Si bien no trabajan y por lo tanto no tienen medios económicos para sostener las demandas propias de toda persona joven, es evidente que consumen los bienes y servicios como el resto de las personas que trabajan, o de aquellas que trabajan y estudian. La pregunta es: de donde obtienen los dineros para sostener sus consumos?. Los que están insertos en una familia con medios económicos, los obtienen de los componentes de la familia. Los que no tienen esas posibilidades, buscan otros caminos alternativos. Lo que explica, buena parte de los hechos de inseguridad que afligen a la sociedad en su conjunto.

Una parte de ellos, que no me atrevo a dimensionar, por no contar con datos concretos, son consumidores de sustancias lícitas como el alcohol en todas sus variantes, e ilícitas como las conocidas comúnmente como drogas. Siendo los proveedores de las segundas quienes tienen sobre ellos una gran autoridad. Precisamente porque son los proveedores de las sustancias que más los esclavizan y someten. Fundamente porque al interrumpir su consumo les provoca lo que se conoce como el síndrome de abstinencia. Síndrome de abstinencia, que los impulsa a conseguir la sustancia de cualquier manera.

No es difícil imaginar que al no contar con dinero, estarán siempre dispuestos a realizar “trabajos” por encargos, fuera de la Ley. Los que les permitirán hacerse de dinero o de sustancias, como pago por sus servicios realizados. Estos “trabajos” les permiten obtener pagas mucho más elevadas que las que obtendrían por su desempeño en un puesto de trabajo de los que se encuentran en el mercado laboral. Por supuesto que estas mayores remuneraciones se corresponden con los mayores riesgos de todo tipo, que implica realizarlos. Riesgos que están dispuestos a correr, por no valorizar como debieran su propia vida.

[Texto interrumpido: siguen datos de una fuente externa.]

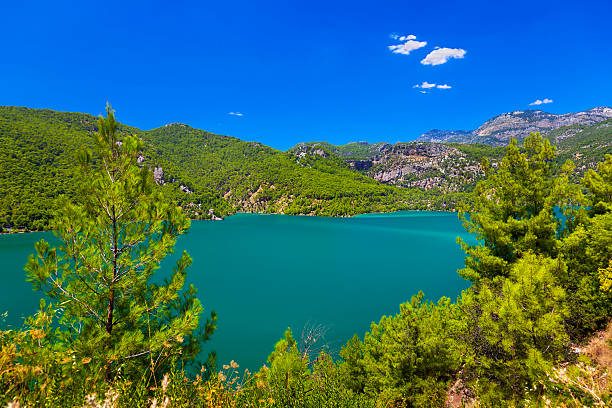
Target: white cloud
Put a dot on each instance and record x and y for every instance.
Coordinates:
(540, 102)
(408, 46)
(403, 37)
(442, 55)
(427, 85)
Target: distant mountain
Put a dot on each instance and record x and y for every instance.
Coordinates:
(417, 165)
(518, 124)
(353, 150)
(208, 175)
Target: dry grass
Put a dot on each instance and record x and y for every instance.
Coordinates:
(599, 348)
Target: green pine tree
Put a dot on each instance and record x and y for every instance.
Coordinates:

Distintos articulistas de los distintos periódicos del ámbito nacional. Sugirieron unos y aseveraron otros, que en los saqueos realizados estos últimos días, fueron los dilers, como se los conoce en la jerga a los comerciantes minoristas de sustancias, quienes habrían proporcionado la logística en los ataques sobre los supermercados. Realizando los grupos por ellos comandados, las tareas de producir las roturas de persianas y accesos, para que posteriormente avanzaran las otras personas que habían concurrido al lugar, convocadas por los punteros barriales. Bajo la promesa de que se les entregarían bolsones con distintos productos.

Esos grupos, de alta peligrosidad, por su escaso aprecio por la vida propia y por la ajena. Pueden ponerse en funcionamiento de un momento para otro, cuando sean convocados por sus proveedores de sustancias. Los que a su vez pueden ser contratados, por los sectores interesados, capaces de provocar lo que provocaron. Arrastrando, detrás de sí, a una población carenciada, que depende para su supervivencia de la ayuda permanente.

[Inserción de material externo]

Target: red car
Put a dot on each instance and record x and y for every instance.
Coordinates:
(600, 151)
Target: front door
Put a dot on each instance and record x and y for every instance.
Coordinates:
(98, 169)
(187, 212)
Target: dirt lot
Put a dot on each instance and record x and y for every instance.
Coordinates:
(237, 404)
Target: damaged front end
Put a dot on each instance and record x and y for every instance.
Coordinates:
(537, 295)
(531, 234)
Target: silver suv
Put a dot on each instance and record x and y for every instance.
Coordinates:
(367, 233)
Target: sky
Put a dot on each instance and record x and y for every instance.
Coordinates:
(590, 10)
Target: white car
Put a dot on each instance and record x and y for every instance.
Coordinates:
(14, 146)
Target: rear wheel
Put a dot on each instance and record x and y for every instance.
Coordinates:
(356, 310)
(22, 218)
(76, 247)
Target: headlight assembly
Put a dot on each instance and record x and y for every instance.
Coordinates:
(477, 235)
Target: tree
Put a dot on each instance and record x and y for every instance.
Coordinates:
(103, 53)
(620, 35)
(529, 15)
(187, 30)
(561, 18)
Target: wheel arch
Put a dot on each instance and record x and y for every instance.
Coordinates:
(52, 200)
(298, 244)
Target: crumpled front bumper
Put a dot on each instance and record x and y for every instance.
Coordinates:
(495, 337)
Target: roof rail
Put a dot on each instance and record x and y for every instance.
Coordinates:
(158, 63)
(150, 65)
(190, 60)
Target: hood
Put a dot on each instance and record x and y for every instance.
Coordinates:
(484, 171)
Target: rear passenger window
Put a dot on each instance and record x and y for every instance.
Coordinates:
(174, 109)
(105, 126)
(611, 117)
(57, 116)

Es evidente que es tarea del Estado, darle formato a sus vidas, conduciéndolos hacia el trabajo decente y hacia la capacitación en oficios para que puedan tener la oportunidad de una salida laboral lo más rápidamente posible. Disputándole de esta manera el liderazgo que sobre ellos ejerce el narcotráfico. Ya que por la cultura por ellos adquirida, es muy difícil que formen parte de la plantilla de cualquier empresa.

De fracasar en ese intento, por parte del Estado. El sistema democrático corre un peligro permanente. Ya que la presencia de cientos de miles de jóvenes de esta condición, atentará constantemente contra la estabilidad del sistema democrático.

Es decir, que es el Estado quien los reencauza, o es el crimen organizado quien los irá incorporando lentamente a sus filas. Pudiéndose materializar en el futuro, si ya no existen en la actualidad, organizaciones similares a las conocidas como las Maras, que operan en los países centroamericanos.